After the chaos of extreme home makeover from December of last year to late March of this year, I went off on sabbatical to Durham England to my alma mater to write a couple of books, give a few lectures and see old friends. Lo and behold, towards the end of my time in Durham I discovered in the Dean and Chapter library of Durham Cathedral J.B. Lightfoot’s commentaries on John, Acts, 2 Corinthians and 1 Peter and various related essays— some 1500 hand-written pages of unpublished vintage Lightfoot, the greatest NT scholar of his age. I am happy to report that The Lightfoot Legacy volumes will begin to come out next November courtesy of IV Press. This transcribing has kept me uber-busy for the last seven months or so. I had to learn a new language— Lightfootese, complete with its own set of abbreviations and curious formations of English in cursive form. Sometimes when I would get stumped I would just mutter— “cursive, foiled again!”.

But then there was a remarkable week in October, with beautiful Fall weather, and wonderful touring around with our Russian daughter Yuliya all over Rome, Pompeii, Orvieto, Herculaneum, and then attendance at Pope Benedict’s conference on Jesus, where Yuliya and I actually got to meet and greet Pope Francis— a total surprise. God is just full of such surprises. The moral to this story, is if you stick close to God, you will never run out of surprises in your life, and good one’s too.
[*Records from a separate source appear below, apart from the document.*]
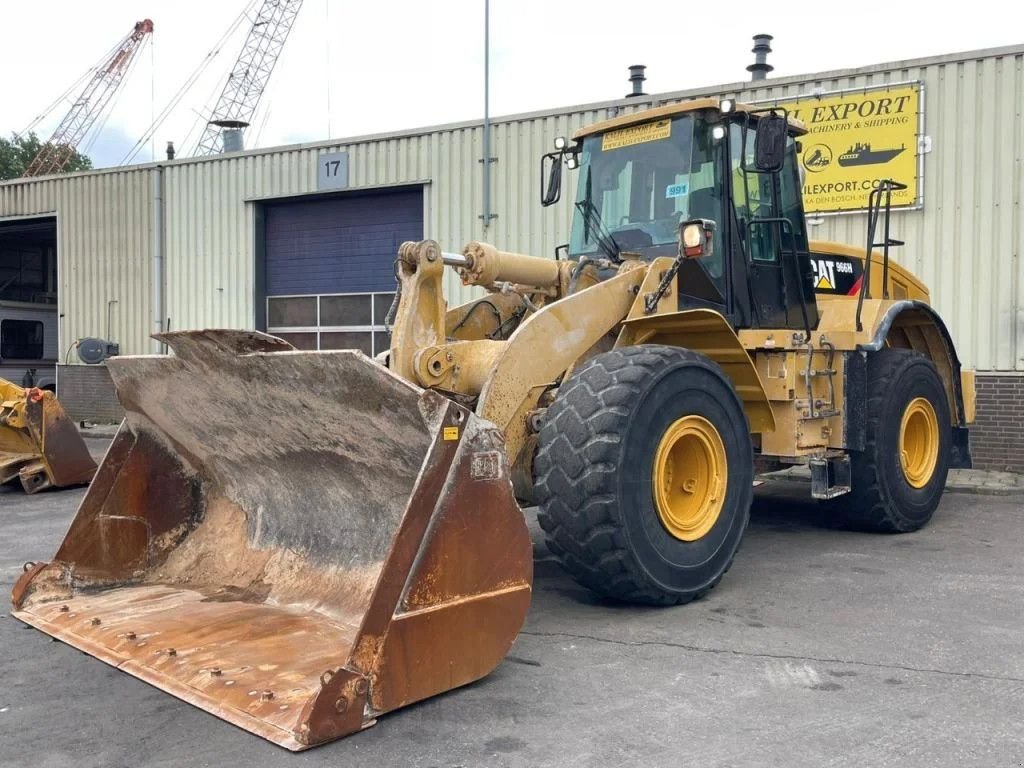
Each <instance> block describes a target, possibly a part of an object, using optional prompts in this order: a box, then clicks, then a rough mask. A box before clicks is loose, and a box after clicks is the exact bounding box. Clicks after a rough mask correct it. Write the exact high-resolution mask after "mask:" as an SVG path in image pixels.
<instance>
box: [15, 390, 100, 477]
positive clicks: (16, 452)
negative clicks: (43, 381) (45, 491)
mask: <svg viewBox="0 0 1024 768" xmlns="http://www.w3.org/2000/svg"><path fill="white" fill-rule="evenodd" d="M95 472H96V463H95V462H94V461H93V460H92V457H91V456H90V455H89V450H88V449H87V447H86V446H85V442H84V441H83V440H82V435H81V434H79V431H78V428H77V427H76V426H75V422H73V421H72V420H71V419H69V418H68V415H67V414H66V413H65V412H63V409H62V408H61V407H60V403H59V402H58V401H57V398H56V395H54V394H53V392H50V391H48V390H45V389H39V388H36V387H31V388H28V389H26V388H24V387H19V386H17V385H15V384H12V383H11V382H9V381H6V380H5V379H0V485H3V484H5V483H8V482H14V481H15V480H17V481H19V482H20V484H22V487H23V488H24V489H25V492H26V493H27V494H35V493H36V492H37V490H43V489H45V488H48V487H61V486H69V485H84V484H85V483H87V482H88V481H89V480H91V479H92V475H93V474H95Z"/></svg>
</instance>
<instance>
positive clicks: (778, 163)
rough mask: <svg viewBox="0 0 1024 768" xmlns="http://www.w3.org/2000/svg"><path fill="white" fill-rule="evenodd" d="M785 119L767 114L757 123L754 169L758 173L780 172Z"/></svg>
mask: <svg viewBox="0 0 1024 768" xmlns="http://www.w3.org/2000/svg"><path fill="white" fill-rule="evenodd" d="M785 122H786V121H785V118H784V117H782V116H781V115H778V114H776V113H774V112H773V113H769V114H767V115H765V116H764V117H762V118H761V119H760V120H759V121H758V132H757V135H756V137H755V139H754V167H755V168H757V169H758V170H759V171H765V172H769V173H775V172H777V171H780V170H782V163H783V161H784V160H785V134H786V125H785Z"/></svg>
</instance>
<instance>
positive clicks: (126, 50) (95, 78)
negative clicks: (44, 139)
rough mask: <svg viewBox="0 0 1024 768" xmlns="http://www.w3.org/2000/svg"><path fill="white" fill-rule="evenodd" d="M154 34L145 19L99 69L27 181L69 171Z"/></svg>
mask: <svg viewBox="0 0 1024 768" xmlns="http://www.w3.org/2000/svg"><path fill="white" fill-rule="evenodd" d="M152 33H153V22H152V20H151V19H148V18H144V19H142V20H141V22H136V23H135V26H134V27H133V28H132V31H131V32H130V33H129V34H128V35H127V37H125V38H124V39H123V40H122V41H121V42H120V43H118V44H117V45H116V46H115V48H114V52H113V53H112V54H111V55H110V57H109V58H106V59H104V60H103V61H102V62H101V63H100V65H99V66H98V67H97V68H95V73H94V74H93V76H92V77H91V78H90V79H89V81H88V83H86V86H85V88H84V89H83V90H82V92H81V94H80V95H79V96H78V98H76V99H75V102H74V103H73V104H72V108H71V110H69V111H68V114H67V115H65V118H63V120H61V121H60V125H58V126H57V128H56V130H55V131H53V135H52V136H50V138H49V140H48V141H47V142H46V143H45V144H43V147H42V148H41V150H40V151H39V154H38V155H36V157H35V158H34V159H33V160H32V162H31V163H30V164H29V167H28V168H26V170H25V173H23V174H22V175H23V177H24V176H45V175H48V174H51V173H59V172H60V171H62V170H63V169H65V167H66V166H67V165H68V163H69V162H70V161H71V159H72V157H74V155H75V150H76V147H77V146H78V145H79V143H80V142H81V141H82V139H83V138H84V137H85V136H86V134H88V133H89V130H90V129H91V128H92V126H93V125H94V124H95V122H96V120H97V119H98V118H99V116H100V115H102V114H103V112H104V110H105V109H106V105H108V104H109V103H110V101H111V99H112V98H113V97H114V94H115V93H116V92H117V90H118V88H120V87H121V83H122V82H123V81H124V78H125V75H126V74H127V73H128V70H129V69H130V67H131V62H132V60H133V59H134V58H135V54H136V53H137V52H138V50H139V48H140V47H141V46H142V42H143V41H144V40H145V38H146V36H148V35H150V34H152Z"/></svg>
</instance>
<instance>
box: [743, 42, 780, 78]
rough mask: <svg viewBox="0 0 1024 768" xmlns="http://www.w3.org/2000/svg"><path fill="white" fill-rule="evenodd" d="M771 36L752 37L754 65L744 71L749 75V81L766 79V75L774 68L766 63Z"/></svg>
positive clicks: (752, 48) (767, 75) (770, 42)
mask: <svg viewBox="0 0 1024 768" xmlns="http://www.w3.org/2000/svg"><path fill="white" fill-rule="evenodd" d="M771 41H772V36H771V35H755V36H754V47H753V48H751V51H752V52H753V53H754V63H752V65H750V66H749V67H748V68H746V71H748V72H749V73H751V80H764V79H765V78H767V77H768V73H769V72H771V71H772V70H774V69H775V68H774V67H772V66H771V65H770V63H768V54H769V53H771Z"/></svg>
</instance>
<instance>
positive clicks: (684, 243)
mask: <svg viewBox="0 0 1024 768" xmlns="http://www.w3.org/2000/svg"><path fill="white" fill-rule="evenodd" d="M702 242H703V227H702V226H700V224H687V225H686V226H685V227H684V228H683V248H699V247H700V244H701V243H702Z"/></svg>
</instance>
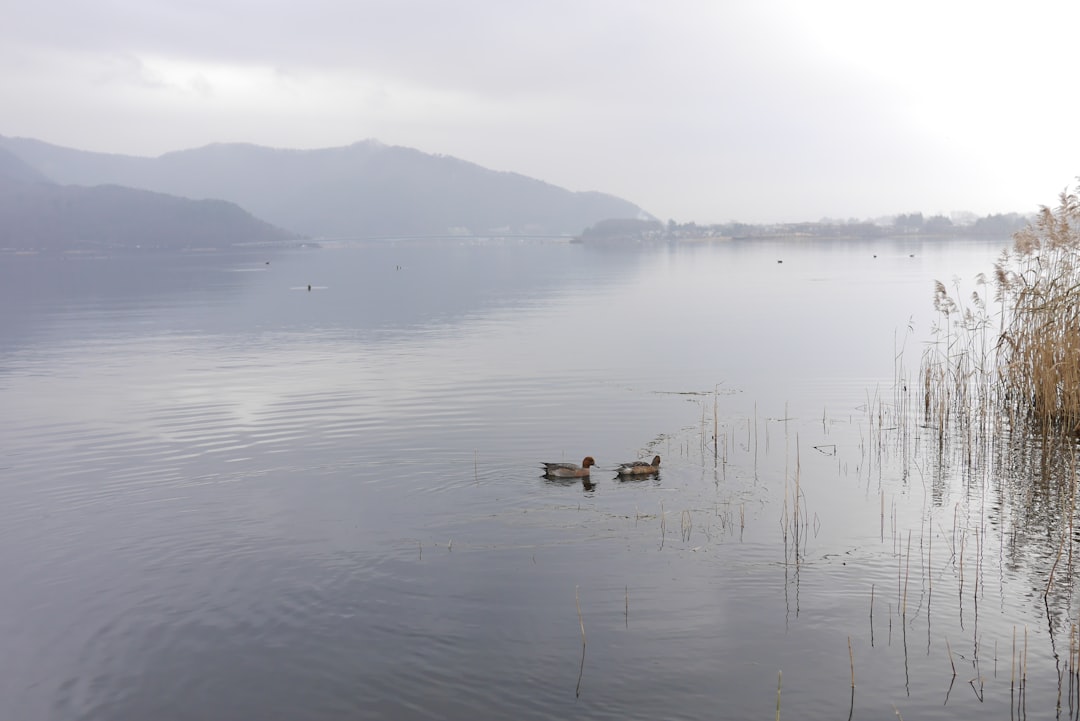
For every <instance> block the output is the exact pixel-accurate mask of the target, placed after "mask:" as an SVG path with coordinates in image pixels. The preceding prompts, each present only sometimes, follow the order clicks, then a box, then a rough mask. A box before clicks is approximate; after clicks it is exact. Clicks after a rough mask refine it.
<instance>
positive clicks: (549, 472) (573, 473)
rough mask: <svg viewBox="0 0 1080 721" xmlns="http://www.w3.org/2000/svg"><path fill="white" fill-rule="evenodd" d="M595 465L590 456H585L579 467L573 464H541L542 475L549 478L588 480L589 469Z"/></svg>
mask: <svg viewBox="0 0 1080 721" xmlns="http://www.w3.org/2000/svg"><path fill="white" fill-rule="evenodd" d="M594 465H596V460H595V459H593V457H592V455H586V457H585V458H584V460H583V461H581V465H575V464H573V463H555V462H545V463H544V464H543V468H544V471H543V475H545V476H549V477H551V478H588V477H589V468H590V467H592V466H594Z"/></svg>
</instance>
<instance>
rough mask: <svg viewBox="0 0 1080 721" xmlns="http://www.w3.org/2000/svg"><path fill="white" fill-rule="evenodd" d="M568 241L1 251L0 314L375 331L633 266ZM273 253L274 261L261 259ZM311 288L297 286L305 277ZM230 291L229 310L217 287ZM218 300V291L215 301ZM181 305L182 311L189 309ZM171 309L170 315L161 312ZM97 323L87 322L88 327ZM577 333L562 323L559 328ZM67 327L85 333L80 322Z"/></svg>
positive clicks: (34, 319)
mask: <svg viewBox="0 0 1080 721" xmlns="http://www.w3.org/2000/svg"><path fill="white" fill-rule="evenodd" d="M583 253H589V250H588V249H584V248H582V246H580V245H569V244H567V243H540V242H532V243H522V242H516V241H503V242H486V243H483V244H481V243H476V242H457V241H442V242H420V241H417V242H396V243H361V244H356V245H352V246H338V247H326V248H321V249H311V248H275V249H273V250H272V251H271V250H270V249H267V248H262V249H259V248H252V249H241V250H232V251H216V253H207V254H200V253H179V251H165V250H153V251H143V253H132V254H118V255H111V256H79V255H73V256H66V257H64V256H44V255H40V256H16V255H9V256H5V257H4V259H3V261H2V262H0V303H2V304H3V307H4V308H5V309H15V312H9V313H4V314H3V315H2V317H0V335H2V338H3V343H4V344H5V345H11V344H12V343H14V342H16V340H17V339H18V338H19V337H22V336H25V335H26V334H28V332H31V331H33V329H35V328H39V327H41V326H42V325H44V324H48V322H49V319H50V318H55V317H57V316H68V315H71V314H75V313H79V314H82V315H84V316H85V318H86V322H87V323H91V321H90V318H91V317H92V314H93V313H94V311H95V310H103V309H105V310H107V311H108V314H109V316H110V317H112V318H113V319H114V318H116V317H119V316H122V315H124V314H126V315H127V316H130V317H132V318H138V319H141V321H146V319H147V318H153V322H154V323H170V324H180V325H181V326H183V327H184V328H191V329H195V330H198V331H199V332H224V334H229V332H249V331H253V330H258V331H272V330H279V331H289V330H293V329H295V328H301V327H302V328H310V327H311V324H312V316H314V317H316V318H318V326H320V327H322V328H325V329H327V330H334V329H336V330H347V331H349V332H360V334H362V335H363V336H365V337H368V338H369V339H370V340H372V341H373V342H375V341H378V340H379V339H380V338H383V337H387V336H388V335H390V336H397V335H401V334H409V332H429V331H432V330H435V329H445V328H447V327H450V326H453V325H455V324H457V323H461V322H463V321H467V319H470V318H476V317H477V316H480V315H482V314H484V313H488V312H492V311H496V312H508V311H510V312H517V311H522V312H525V311H527V309H528V308H529V307H530V305H531V304H532V303H541V302H546V300H548V299H550V298H551V296H552V295H555V294H558V293H561V291H563V290H565V289H566V288H579V287H588V286H592V285H596V284H604V283H609V282H612V281H613V280H616V278H618V277H620V276H621V275H623V274H624V273H625V272H627V269H633V268H636V267H637V264H638V262H639V260H638V257H637V256H635V255H630V254H626V255H620V256H618V257H612V258H610V259H606V261H605V274H604V276H597V275H596V274H595V273H594V272H593V273H591V272H590V271H589V270H588V269H586V266H595V263H580V262H579V261H580V260H581V257H582V254H583ZM268 261H270V262H268ZM309 284H310V285H312V287H320V288H321V289H320V291H319V293H312V294H297V293H292V291H291V290H289V289H291V288H296V287H302V288H306V287H307V286H308V285H309ZM222 295H227V296H232V297H233V298H234V301H233V302H231V303H228V304H227V305H226V308H228V309H229V312H228V313H221V312H220V311H219V310H215V311H213V312H212V311H211V310H208V309H211V308H220V300H219V298H220V297H221V296H222ZM215 298H216V299H218V300H215ZM185 309H187V310H185ZM165 317H167V321H166V319H164V318H165ZM99 332H100V329H99V328H94V327H89V326H87V327H86V328H85V334H86V336H95V335H99ZM576 332H581V329H575V328H568V329H567V334H570V335H572V334H576ZM65 334H66V335H68V336H70V335H76V336H77V337H78V336H80V335H81V331H80V326H79V325H78V324H73V325H72V324H69V325H68V327H66V329H65Z"/></svg>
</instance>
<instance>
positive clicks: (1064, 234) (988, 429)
mask: <svg viewBox="0 0 1080 721" xmlns="http://www.w3.org/2000/svg"><path fill="white" fill-rule="evenodd" d="M1078 191H1080V186H1078ZM975 284H976V287H975V289H974V290H973V291H972V293H971V294H970V295H969V296H967V297H964V296H963V294H962V291H961V290H960V287H959V284H955V286H954V290H953V291H950V290H949V289H948V288H947V287H946V286H945V284H944V283H942V282H940V281H939V282H937V283H936V284H935V288H934V294H933V303H934V309H935V310H936V311H937V313H939V314H940V319H939V323H937V325H936V326H935V328H934V340H933V342H931V343H930V344H929V345H928V346H927V350H926V352H924V353H923V357H922V364H921V370H920V379H919V380H920V382H919V389H920V390H921V393H922V416H923V421H924V423H926V425H927V426H929V427H932V428H933V430H935V431H936V433H937V437H939V444H940V446H944V445H945V443H946V441H947V439H948V437H949V436H956V435H958V436H959V437H960V439H962V440H963V448H964V449H966V451H967V452H968V453H970V454H974V453H978V452H982V451H985V450H986V449H987V448H988V443H989V440H990V439H991V438H994V436H995V435H996V434H997V433H998V432H999V431H1001V430H1002V428H1008V430H1010V431H1013V432H1017V431H1018V432H1022V433H1025V434H1037V435H1038V436H1039V437H1041V438H1048V439H1051V438H1059V437H1062V436H1065V437H1069V438H1075V437H1076V436H1077V435H1078V434H1080V196H1078V195H1077V193H1075V192H1074V193H1070V192H1068V191H1066V192H1063V193H1062V195H1061V198H1059V202H1058V205H1057V206H1056V207H1054V208H1050V207H1045V206H1044V207H1042V208H1041V209H1040V212H1039V215H1038V216H1037V218H1036V220H1035V221H1034V222H1031V223H1030V225H1029V226H1028V227H1027V228H1025V229H1024V230H1022V231H1020V232H1017V233H1016V234H1015V235H1014V236H1013V244H1012V247H1011V248H1009V249H1007V250H1004V251H1002V254H1001V256H1000V257H999V258H998V260H997V262H996V263H995V264H994V274H993V289H994V297H993V300H990V299H989V288H988V286H989V285H990V283H989V282H988V281H987V277H986V276H985V275H983V274H981V275H980V276H977V277H976V280H975Z"/></svg>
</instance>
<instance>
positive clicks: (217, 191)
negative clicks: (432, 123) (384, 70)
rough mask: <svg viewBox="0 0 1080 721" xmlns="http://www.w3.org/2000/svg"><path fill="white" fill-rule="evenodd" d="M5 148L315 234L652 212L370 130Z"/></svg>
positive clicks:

I can hardly believe I almost didn’t go to this conference in Rome. Thanks to Bill Arnold for nudging me in the right direction.

Sometimes when I think about the last two years, I think about the Lord shepherding us through the dark valley of grief and sadness, to some verdant pastures and some still water. Sometimes after a great loss, you need quiet, you need stillness. I have thought often of the line ‘thou restoreth my soul’. It has needed some of that. It was not because I had lost faith in God. It was more that I had lost faith in life— it seemed too fragile, too fickle, too vulnerable, too subject to harm and negative outcomes.

God would not allow me to wallow in self-pity, or despair. When one grieves like a non-Christian, it becomes an exercise in feeling sorry for yourself, an exercise in narcissism. Oddly, strangely, a real Christian knows that Christy is with the Lord and is not suffering any more. Why should one be grieving that?

No, too much of grieving is the heart turned in upon itself, a feeling sorry for one’s own loss, one’s own hole in the heart. And so it has been important to keep moving forward with the Lord, my shepherd and realizing that the first line of that Psalm is true— “if the Lord is your shepherd, you shall lack for nothing essential…”

Another year come and gone, another birthday lurking on the horizon in two days. And we have much to be thankful for. I have discovered if you cultivate an attitude of gratitude for the good things in life, you will remain open to serendipity, to God’s surprises, for “his purposes for you are for good, and not for harm”. I do believe that, and so I say ‘L’chaim’. God’s yes to life, is louder than death’s no, as it turns out. Halleluyah.